Introduction. Recent advancements in large language models (LLMs) have significantly enhanced their capabilities in language understanding and generation, particularly within the realm of human-machine interaction. By incorporating identity-specific information, LLM-based agents can simulate human social behaviors, demonstrating basic social intelligence in tasks such as role-playing casual conversations (Wang et al., 2024a; Lu et al., 2024) and navigate simulated social environments (Park et al., 2023). However, recent studies (Zhou et al., 2024) have shown that, in more complex, goal-oriented social scenarios, such as negotiation, competition, and cooperation, LLMs still struggle to exhibit the nuanced decision-making abilities that are characteristic of human social interactions. In response to these challenges, several methods have been developed to better align LLM behavior with human preferences in multi-turn interactions. These approaches offer promising strategies for improving social decision-making in LLMs.
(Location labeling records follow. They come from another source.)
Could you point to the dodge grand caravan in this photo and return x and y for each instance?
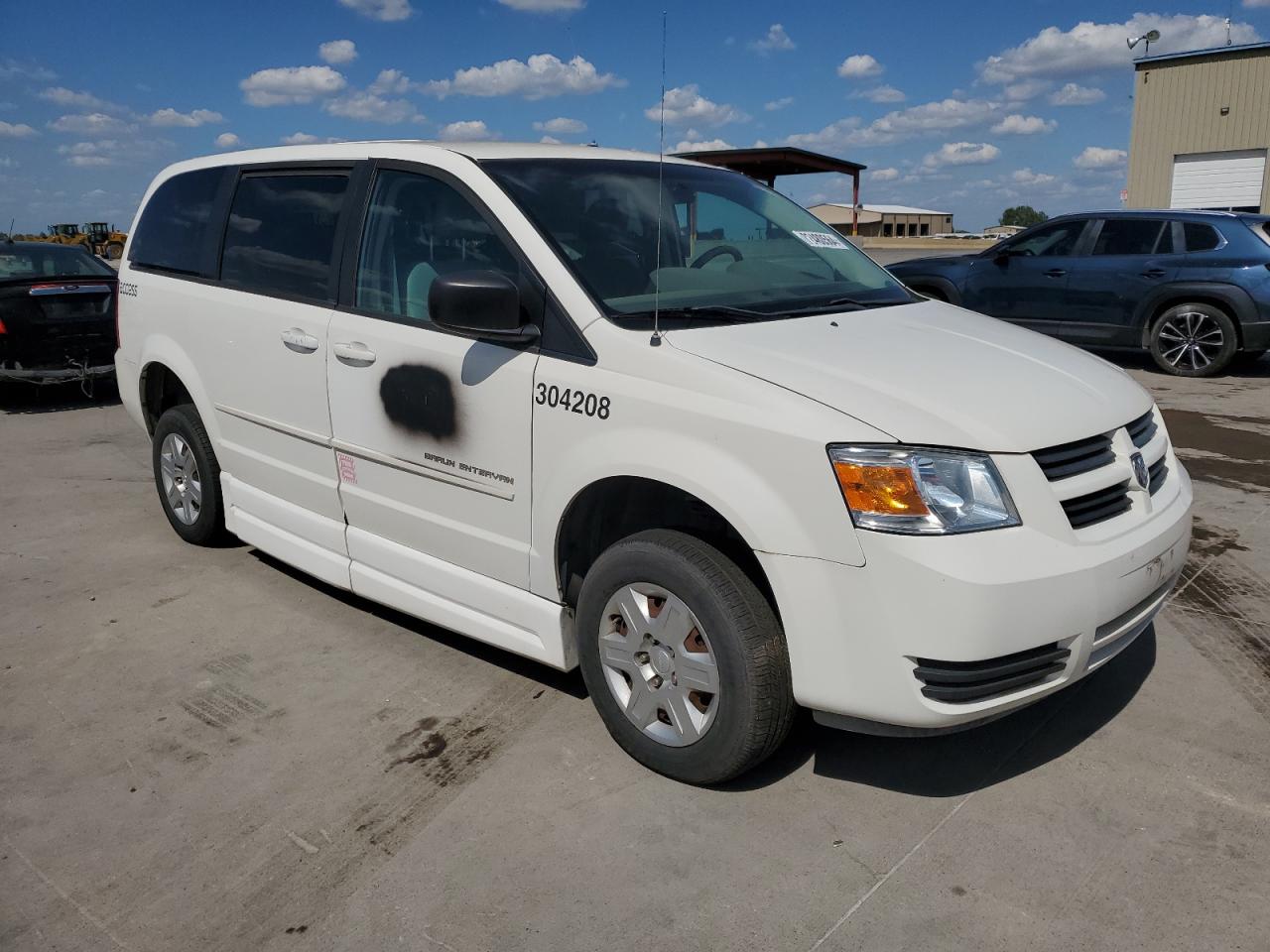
(658, 422)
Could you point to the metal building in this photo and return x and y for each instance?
(1202, 130)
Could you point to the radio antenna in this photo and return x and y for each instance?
(661, 162)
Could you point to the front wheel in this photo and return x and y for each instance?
(1193, 340)
(684, 657)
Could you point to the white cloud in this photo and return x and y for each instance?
(16, 130)
(466, 130)
(707, 146)
(368, 107)
(1017, 125)
(304, 139)
(860, 66)
(879, 94)
(190, 119)
(1089, 48)
(961, 154)
(562, 126)
(539, 77)
(287, 85)
(385, 10)
(1098, 158)
(545, 5)
(1026, 177)
(89, 125)
(1075, 94)
(338, 51)
(776, 41)
(685, 104)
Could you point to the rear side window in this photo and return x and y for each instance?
(1128, 236)
(281, 235)
(1201, 238)
(175, 229)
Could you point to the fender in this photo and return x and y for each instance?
(1234, 298)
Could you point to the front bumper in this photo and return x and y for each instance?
(856, 634)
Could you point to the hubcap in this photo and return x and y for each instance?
(181, 481)
(658, 664)
(1191, 340)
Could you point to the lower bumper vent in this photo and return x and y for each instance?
(962, 682)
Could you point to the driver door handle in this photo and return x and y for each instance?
(354, 353)
(299, 340)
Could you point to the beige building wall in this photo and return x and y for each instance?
(1178, 111)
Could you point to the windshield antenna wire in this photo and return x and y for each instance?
(661, 160)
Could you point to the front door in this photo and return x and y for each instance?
(432, 430)
(1024, 281)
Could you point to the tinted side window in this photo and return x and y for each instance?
(1057, 239)
(1201, 238)
(281, 236)
(173, 231)
(418, 229)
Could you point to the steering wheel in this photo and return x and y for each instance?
(714, 253)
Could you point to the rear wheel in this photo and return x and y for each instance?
(684, 657)
(1193, 340)
(189, 476)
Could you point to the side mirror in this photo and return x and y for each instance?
(484, 304)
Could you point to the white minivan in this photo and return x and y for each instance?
(649, 419)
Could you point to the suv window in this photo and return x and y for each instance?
(1128, 236)
(417, 229)
(281, 236)
(173, 232)
(1201, 238)
(1057, 239)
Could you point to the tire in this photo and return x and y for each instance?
(1193, 340)
(731, 636)
(190, 498)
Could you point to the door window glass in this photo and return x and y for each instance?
(1128, 236)
(1201, 238)
(281, 238)
(1057, 239)
(418, 229)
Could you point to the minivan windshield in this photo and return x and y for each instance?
(730, 249)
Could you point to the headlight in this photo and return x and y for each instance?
(921, 492)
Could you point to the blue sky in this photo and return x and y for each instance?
(965, 107)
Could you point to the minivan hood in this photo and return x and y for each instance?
(931, 373)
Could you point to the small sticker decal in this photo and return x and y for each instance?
(820, 239)
(347, 467)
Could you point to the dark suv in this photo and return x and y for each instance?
(1191, 287)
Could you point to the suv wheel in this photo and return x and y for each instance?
(684, 657)
(189, 476)
(1193, 340)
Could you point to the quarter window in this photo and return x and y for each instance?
(1128, 236)
(281, 236)
(173, 232)
(418, 229)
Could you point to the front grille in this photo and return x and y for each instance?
(962, 682)
(1074, 458)
(1142, 429)
(1097, 506)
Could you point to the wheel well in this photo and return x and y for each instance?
(617, 507)
(1223, 306)
(160, 390)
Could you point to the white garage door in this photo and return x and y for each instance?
(1218, 179)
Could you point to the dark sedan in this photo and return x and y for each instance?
(58, 313)
(1193, 289)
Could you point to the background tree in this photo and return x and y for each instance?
(1024, 216)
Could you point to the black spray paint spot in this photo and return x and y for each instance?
(420, 399)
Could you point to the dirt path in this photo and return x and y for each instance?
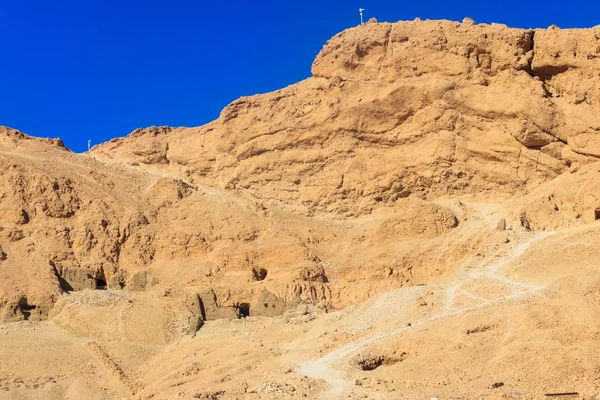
(325, 367)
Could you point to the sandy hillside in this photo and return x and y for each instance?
(416, 220)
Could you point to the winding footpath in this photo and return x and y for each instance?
(325, 367)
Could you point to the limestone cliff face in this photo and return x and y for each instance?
(419, 109)
(327, 191)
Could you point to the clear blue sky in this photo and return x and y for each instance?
(97, 69)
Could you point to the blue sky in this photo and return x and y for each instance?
(97, 69)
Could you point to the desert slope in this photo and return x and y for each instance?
(417, 219)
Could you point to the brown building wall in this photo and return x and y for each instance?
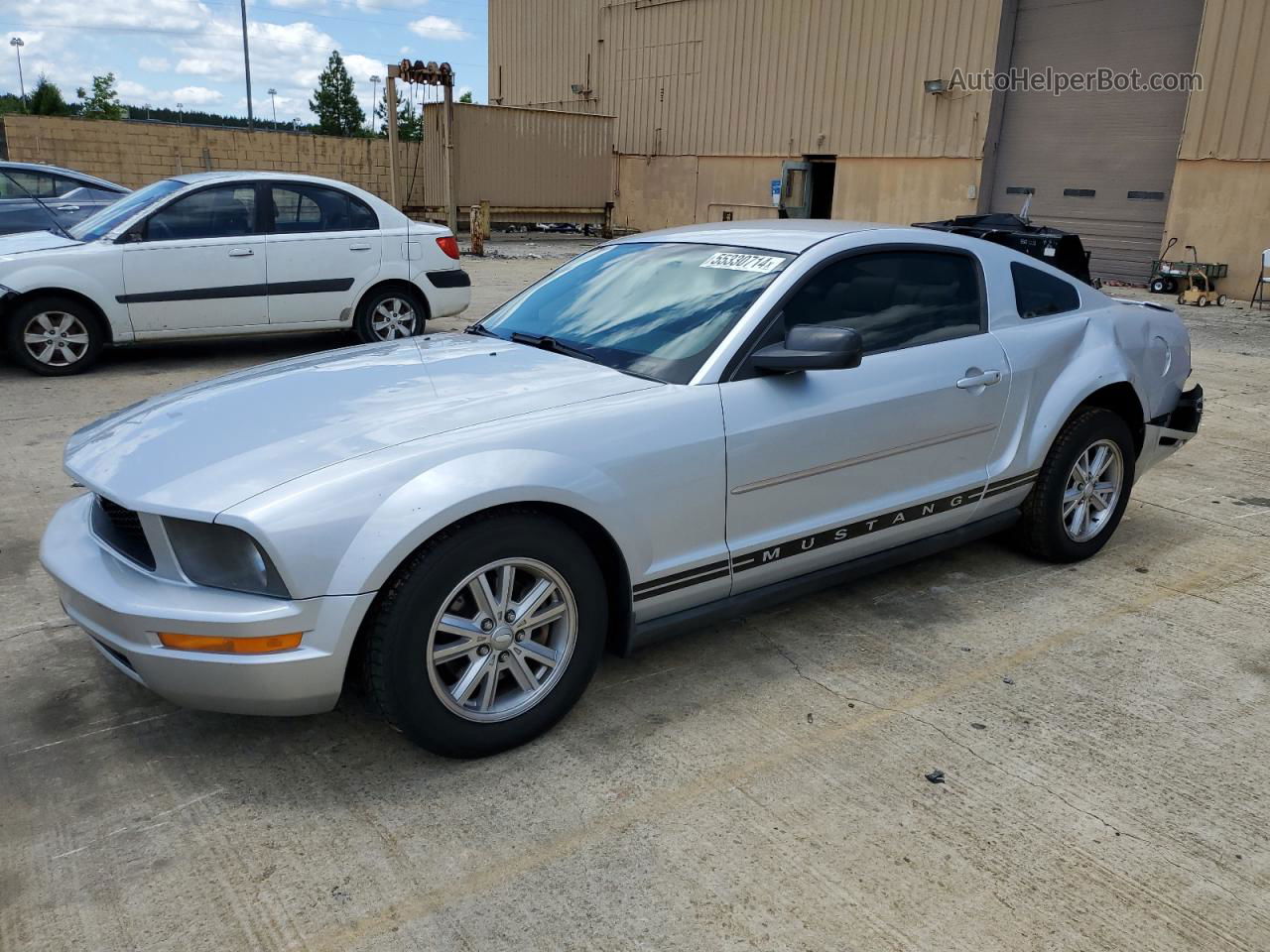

Discussion / Conclusion. In this paper, we introduce Segment-Level Direct Preference Optimization (SDPO) to improve the performance of LLM-based agents in multiturn, goal-oriented social dialogues. Unlike existing alignment methods such as turn-level DPO and session-level approaches including ETO and DMPO, SDPO focuses on optimizing the agent policy by targeting specific key segments within a session. Our extensive evaluation on the SOTOPIA benchmark shows that SDPO significantly outperforms existing methods, highlighting the superiority of segment-level alignment. Looking ahead, we plan to apply SDPO to other agent tasks to further explore its versatility and effectiveness.